Zhang Xu-Zhe, Zhang Si, Tang Ting-Ting, Cheng Xiang
Department of Cardiology, Union Hospital, Tongji Medical College, Huazhong University of Science and Technology, Wuhan, China.
Key Laboratory of Biological Targeted Therapy of the Ministry of Education, Wuhan, China.
Front Cardiovasc Med. 2021 Aug 23;8:696321. doi: 10.3389/fcvm.2021.696321. eCollection 2021.

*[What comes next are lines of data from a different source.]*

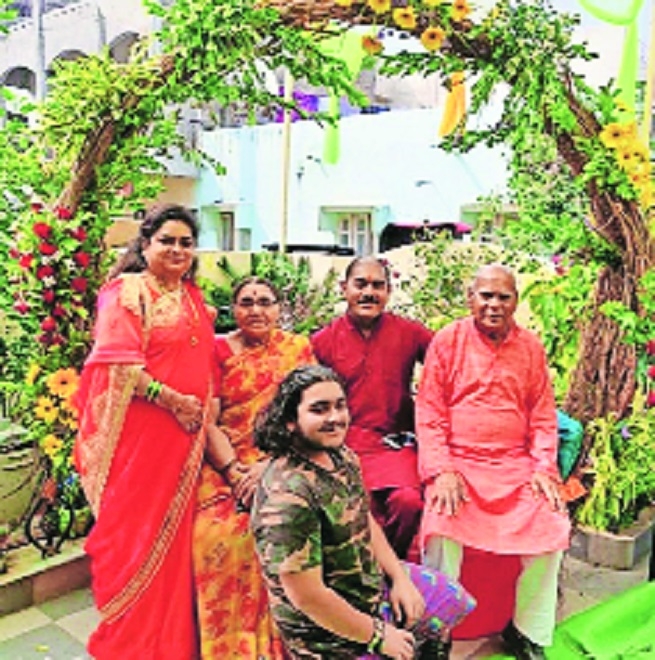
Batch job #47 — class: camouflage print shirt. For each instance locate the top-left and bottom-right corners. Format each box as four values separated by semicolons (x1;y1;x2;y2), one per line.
251;447;383;660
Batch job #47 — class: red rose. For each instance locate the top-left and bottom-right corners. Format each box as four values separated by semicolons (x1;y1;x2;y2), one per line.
71;227;86;243
36;265;55;280
73;252;91;268
32;222;52;239
14;300;30;315
41;316;57;332
71;277;88;293
18;254;34;270
39;243;57;257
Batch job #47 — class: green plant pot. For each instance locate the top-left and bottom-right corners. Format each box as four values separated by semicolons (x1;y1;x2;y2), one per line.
0;420;41;528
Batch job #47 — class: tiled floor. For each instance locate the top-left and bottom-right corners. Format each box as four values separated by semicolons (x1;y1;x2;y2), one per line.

This study was designed to identify the key pathway and immune cells for hypertrophic cardiomyopathy (HCM) via bioinformatics analyses of public datasets and evaluate the significance of immune infiltration in the pathogenesis of HCM. Expressional profiling from two public datasets (GSE36961 and GSE141910) of human HCM and healthy control cardiac tissues was obtained from the GEO database. After data preprocessing, differentially expressed genes (DEGs) were then screened between HCM and healthy control cardiac tissues in parallel. Gene Ontology, pathway functional enrichment, and gene set enrichment analysis were performed using DAVID and GSEA application. The compositional patterns of immune and stromal cells in HCM and control cardiac tissues were estimated based on the merged data using xCell. Protein-protein interaction (PPI) network and module analyses were constructed by STRING and Cytoscape applications. Gender-based expressional differences analyses were also conducted to explore gender differences in HCM. GSE130036 and clinical samples were used for verification analyses. A total of 310 DEGs were identified. Upregulated DEGs were mainly enriched in "adhesion" and "apoptotic process" in the biological process. As for the downregulated DEGs, "inflammatory response," "innate immune response," "phagosome," and "JAK-STAT signaling pathway" were highly enriched. Immune infiltration analyses suggested that the scores of macrophages, monocytes, DC, Th1, Treg, and plasma cells in the HCM group were significantly decreased, while CD8 T cells, basophils, fibroblasts, and platelets were significantly enriched. Module analyses revealed that STAT3, as the hub genes in HCM together with LYVE1CD163 macrophages, may play a key role in the pathogenesis of HCM while there were no obvious gender differences in the HCM samples from selected datasets. Verification analyses performed on GSE130036 and clinical samples showed a strong positive correlation (Spearman correlation = 0.7646) and a good co-localization relationship between LYVE1 and CD163, suggesting the potential function of LYVE1CD163 macrophages in maintaining the homeostasis of cardiac tissue. STAT3-related pathway and CD163LYVE1 macrophages were identified as the potential key pathway and immune cells in HCM and may serve as interesting targets for further in-depth research.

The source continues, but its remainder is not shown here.